`

Wednesday, February 16, 2011

Enhancing Your Personality


YOU ARE IMPORTANT

“What can one small person like me do? I don’t count for much.”

This is the attitude of one who is still young and inexperienced.



But don’t underrate yourself. There’s something you can do, however small. You are a creature gifted with thought and imagination. You tell yourself: “What little I can do, I ought to do. What I ought to do, by the grace of God, I will do.”

You challenge yourself this way and you cannot go on thinking of yourself as “small.”

Your daily labor will have meaning when you realize that as an individual you are meant for something important. Here are some questions that should ask yourself:

Why am I living?

What is expected of me?

What direction am I taking?

What do I want in life?

Take the first question, “Why am I living?” The answer is, because you are meant to accomplish a definite task in life. This task you alone can do.

“What is expected of me?” Right now your sacred duty is to prepare yourself for your assigned task. You start right now being a good member of your family, your school, and your community – obedient, cooperative, loyal, dutiful and diligent, kind and considerate to others.

Right now you are being trained for citizenship in the home, in the school, and in the community. If you are a good citizen in the home, you turn out a good citizen in the school, and then a good citizen in the community. In like manner, if you are an undisciplined member of the home, you become an undesirable member of the school, and later turn out a menace to the community.
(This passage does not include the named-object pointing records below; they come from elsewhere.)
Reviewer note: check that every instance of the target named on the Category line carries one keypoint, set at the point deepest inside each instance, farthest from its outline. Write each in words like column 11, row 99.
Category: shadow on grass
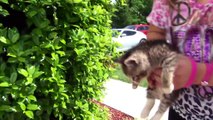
column 119, row 75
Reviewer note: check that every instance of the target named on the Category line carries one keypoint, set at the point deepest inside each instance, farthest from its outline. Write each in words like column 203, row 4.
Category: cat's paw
column 168, row 90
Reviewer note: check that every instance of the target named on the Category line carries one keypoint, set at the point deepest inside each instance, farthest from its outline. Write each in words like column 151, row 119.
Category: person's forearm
column 155, row 33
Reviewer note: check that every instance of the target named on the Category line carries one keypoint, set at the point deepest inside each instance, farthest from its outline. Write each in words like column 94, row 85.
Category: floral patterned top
column 189, row 26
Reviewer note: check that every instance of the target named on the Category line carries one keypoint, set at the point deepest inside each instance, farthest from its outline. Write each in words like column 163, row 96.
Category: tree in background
column 132, row 12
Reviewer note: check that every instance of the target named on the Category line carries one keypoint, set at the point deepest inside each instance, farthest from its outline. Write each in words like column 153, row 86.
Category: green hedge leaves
column 54, row 58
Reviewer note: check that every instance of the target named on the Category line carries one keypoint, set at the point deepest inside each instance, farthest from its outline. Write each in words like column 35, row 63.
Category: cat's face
column 135, row 66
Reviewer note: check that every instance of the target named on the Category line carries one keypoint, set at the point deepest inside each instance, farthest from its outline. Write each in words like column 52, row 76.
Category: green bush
column 55, row 58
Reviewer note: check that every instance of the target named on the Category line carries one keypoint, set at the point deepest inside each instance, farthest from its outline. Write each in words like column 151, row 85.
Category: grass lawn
column 119, row 75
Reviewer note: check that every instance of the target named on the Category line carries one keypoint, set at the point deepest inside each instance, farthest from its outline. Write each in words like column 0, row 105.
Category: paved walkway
column 121, row 96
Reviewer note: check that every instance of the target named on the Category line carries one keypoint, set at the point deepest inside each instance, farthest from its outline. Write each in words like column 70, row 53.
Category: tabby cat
column 137, row 63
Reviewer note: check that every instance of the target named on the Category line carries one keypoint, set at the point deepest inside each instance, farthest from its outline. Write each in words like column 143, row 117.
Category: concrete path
column 121, row 96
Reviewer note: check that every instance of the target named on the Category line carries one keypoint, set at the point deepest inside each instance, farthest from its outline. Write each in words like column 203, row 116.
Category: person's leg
column 174, row 115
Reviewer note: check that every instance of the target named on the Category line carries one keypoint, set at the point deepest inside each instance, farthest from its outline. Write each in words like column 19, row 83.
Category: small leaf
column 31, row 97
column 32, row 107
column 29, row 114
column 15, row 37
column 13, row 77
column 7, row 108
column 23, row 72
column 31, row 70
column 22, row 106
column 4, row 84
column 4, row 40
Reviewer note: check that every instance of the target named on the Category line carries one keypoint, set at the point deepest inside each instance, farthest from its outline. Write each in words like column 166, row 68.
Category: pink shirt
column 190, row 28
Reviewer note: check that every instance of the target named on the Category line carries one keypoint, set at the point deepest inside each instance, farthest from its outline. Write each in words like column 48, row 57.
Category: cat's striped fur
column 143, row 58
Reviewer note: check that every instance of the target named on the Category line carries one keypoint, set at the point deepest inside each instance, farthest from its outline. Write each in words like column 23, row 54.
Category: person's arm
column 155, row 33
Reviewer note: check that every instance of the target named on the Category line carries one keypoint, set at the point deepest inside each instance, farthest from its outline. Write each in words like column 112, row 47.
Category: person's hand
column 181, row 76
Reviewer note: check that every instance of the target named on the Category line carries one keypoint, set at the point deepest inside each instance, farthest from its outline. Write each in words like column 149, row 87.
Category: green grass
column 119, row 75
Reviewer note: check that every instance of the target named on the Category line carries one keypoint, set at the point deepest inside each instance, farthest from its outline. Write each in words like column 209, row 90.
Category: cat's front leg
column 164, row 105
column 146, row 110
column 167, row 79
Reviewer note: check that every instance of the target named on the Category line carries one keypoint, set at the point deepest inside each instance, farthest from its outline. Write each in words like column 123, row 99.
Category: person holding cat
column 187, row 25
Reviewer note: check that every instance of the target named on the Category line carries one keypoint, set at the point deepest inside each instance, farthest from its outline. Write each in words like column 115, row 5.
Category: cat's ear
column 131, row 62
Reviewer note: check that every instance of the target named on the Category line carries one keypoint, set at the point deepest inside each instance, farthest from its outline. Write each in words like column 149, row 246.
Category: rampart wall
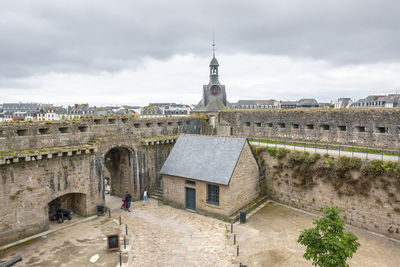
column 367, row 191
column 43, row 162
column 363, row 127
column 35, row 135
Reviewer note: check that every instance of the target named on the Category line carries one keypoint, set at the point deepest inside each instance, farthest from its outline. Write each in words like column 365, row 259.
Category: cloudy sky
column 135, row 52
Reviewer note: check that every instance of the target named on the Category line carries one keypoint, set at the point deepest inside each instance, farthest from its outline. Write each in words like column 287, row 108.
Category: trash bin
column 100, row 210
column 243, row 216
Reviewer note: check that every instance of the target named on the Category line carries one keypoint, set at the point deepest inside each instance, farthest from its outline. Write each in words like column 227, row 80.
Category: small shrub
column 282, row 152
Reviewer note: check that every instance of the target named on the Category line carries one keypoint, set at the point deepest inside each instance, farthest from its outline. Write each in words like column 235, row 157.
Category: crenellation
column 377, row 127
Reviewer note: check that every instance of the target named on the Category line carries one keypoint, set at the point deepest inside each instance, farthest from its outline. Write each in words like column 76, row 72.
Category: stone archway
column 119, row 170
column 75, row 202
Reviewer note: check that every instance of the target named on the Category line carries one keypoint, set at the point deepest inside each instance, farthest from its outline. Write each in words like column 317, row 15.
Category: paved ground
column 159, row 235
column 269, row 238
column 332, row 152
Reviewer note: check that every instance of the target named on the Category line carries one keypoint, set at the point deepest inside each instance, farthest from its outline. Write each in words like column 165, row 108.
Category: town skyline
column 65, row 53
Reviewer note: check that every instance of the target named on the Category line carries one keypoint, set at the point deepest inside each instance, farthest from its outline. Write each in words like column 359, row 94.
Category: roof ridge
column 216, row 136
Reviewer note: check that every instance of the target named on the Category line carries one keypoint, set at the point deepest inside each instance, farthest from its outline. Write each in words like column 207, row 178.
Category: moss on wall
column 347, row 175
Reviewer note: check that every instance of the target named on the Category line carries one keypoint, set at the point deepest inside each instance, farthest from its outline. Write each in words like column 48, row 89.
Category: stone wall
column 28, row 187
column 242, row 189
column 367, row 191
column 35, row 135
column 366, row 127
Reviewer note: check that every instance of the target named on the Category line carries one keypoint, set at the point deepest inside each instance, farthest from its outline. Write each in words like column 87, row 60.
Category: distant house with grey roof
column 209, row 174
column 307, row 103
column 378, row 101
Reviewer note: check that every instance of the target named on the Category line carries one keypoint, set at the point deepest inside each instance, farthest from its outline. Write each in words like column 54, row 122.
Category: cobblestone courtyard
column 160, row 235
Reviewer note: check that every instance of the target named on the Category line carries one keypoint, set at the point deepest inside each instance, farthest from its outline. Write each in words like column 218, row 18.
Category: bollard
column 398, row 157
column 243, row 216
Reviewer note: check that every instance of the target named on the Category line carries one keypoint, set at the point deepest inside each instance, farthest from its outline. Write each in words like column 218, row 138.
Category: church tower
column 214, row 94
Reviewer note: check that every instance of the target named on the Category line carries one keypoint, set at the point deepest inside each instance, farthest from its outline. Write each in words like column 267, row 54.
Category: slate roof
column 204, row 158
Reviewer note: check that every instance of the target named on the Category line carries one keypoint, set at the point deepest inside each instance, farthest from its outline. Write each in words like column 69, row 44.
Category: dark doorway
column 190, row 198
column 74, row 202
column 119, row 171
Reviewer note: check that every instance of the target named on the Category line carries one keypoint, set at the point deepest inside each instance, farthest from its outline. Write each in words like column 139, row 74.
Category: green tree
column 328, row 244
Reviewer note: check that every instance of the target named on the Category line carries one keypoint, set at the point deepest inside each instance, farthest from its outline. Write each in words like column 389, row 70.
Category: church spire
column 214, row 62
column 213, row 46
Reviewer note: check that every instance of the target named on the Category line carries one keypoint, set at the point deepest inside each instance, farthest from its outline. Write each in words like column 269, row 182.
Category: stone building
column 212, row 175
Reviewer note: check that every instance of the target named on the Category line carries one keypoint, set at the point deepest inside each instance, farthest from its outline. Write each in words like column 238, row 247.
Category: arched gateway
column 119, row 171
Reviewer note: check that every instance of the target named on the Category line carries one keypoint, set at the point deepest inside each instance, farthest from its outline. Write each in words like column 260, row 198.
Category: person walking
column 128, row 199
column 145, row 196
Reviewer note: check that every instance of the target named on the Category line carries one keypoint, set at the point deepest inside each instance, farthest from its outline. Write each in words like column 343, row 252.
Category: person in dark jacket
column 128, row 199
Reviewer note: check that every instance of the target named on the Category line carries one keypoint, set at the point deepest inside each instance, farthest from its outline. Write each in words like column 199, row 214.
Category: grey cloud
column 90, row 36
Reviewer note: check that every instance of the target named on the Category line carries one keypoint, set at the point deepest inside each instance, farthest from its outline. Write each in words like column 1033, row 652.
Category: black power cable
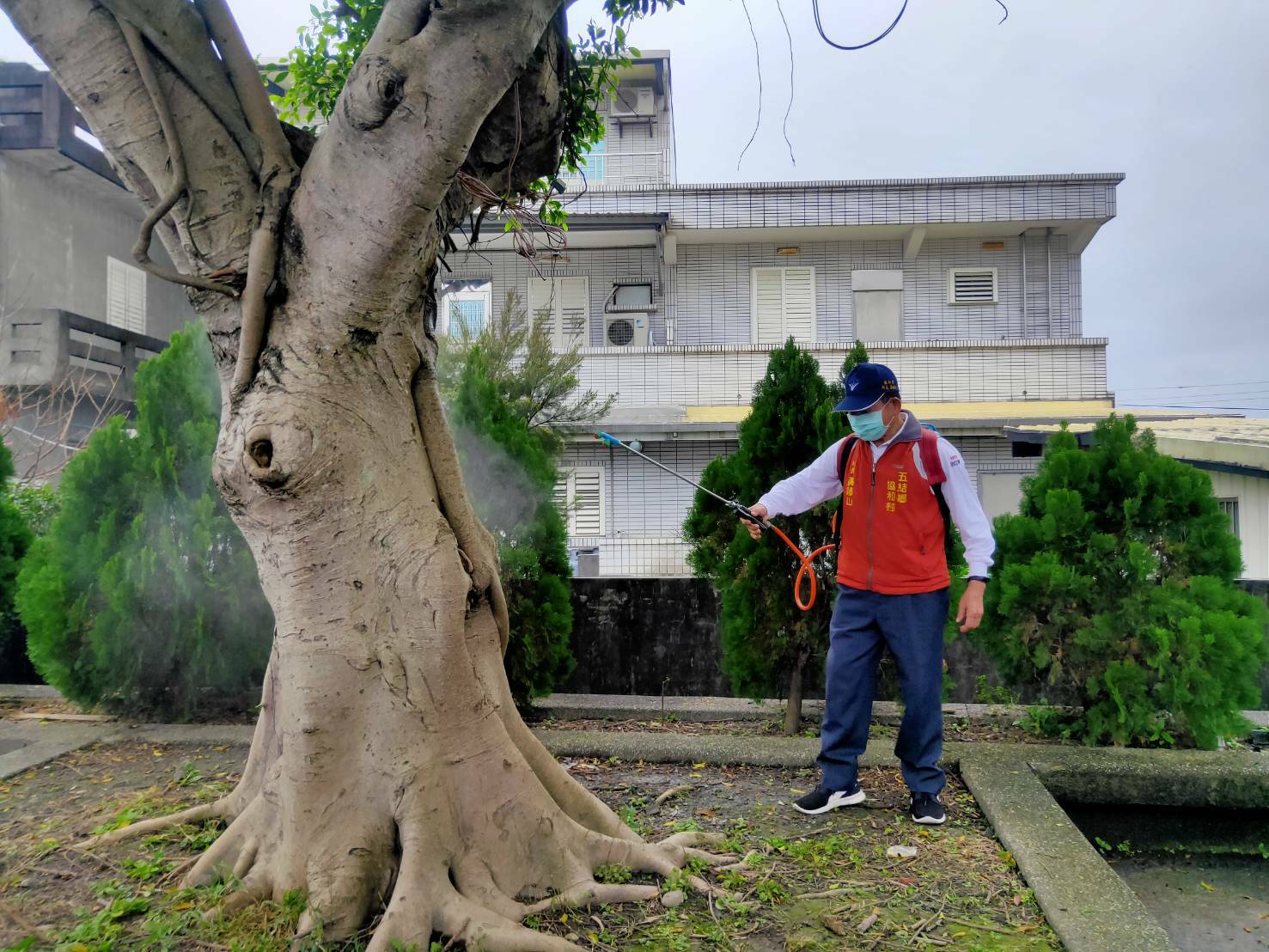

All the training that your home, your school and your community give are your preparation for a useful life ahead.

Knowing the answer to the second question, it is for you to reflect whether or not you are taking the right direction. Your answer to the third question is your own honest estimate of yourself. Are you heading for the right direction? Are you using your time in diligent study, or wasting it in useless or harmful pastime as gambling, drinking, and loafing?

The fourth question requires a deeper reflection to be able to answer. A young student cannot fully ascertain what his purpose in life is. He knows very little of the things that make life rich and beautiful and these are the things that he must strive to attain. But if you are making the right start you are headed for the realization of your dream.

“What do I want in life?” Is it to acquire wealth? Is it to get learning? Or be a leader in the affairs of man? A statesman perhaps? To attain physical perfection? As you study and gain experience you gradually form a definite image of what you want to be.

Working towards a definite goal is a noble aim. It gives your life meaning. You aim to rise from your present state. This is the meaning of enhancing your personality. You certainly want to be a respectable man or woman, honored for your achievements, loved for the contributions that you make to your country and people.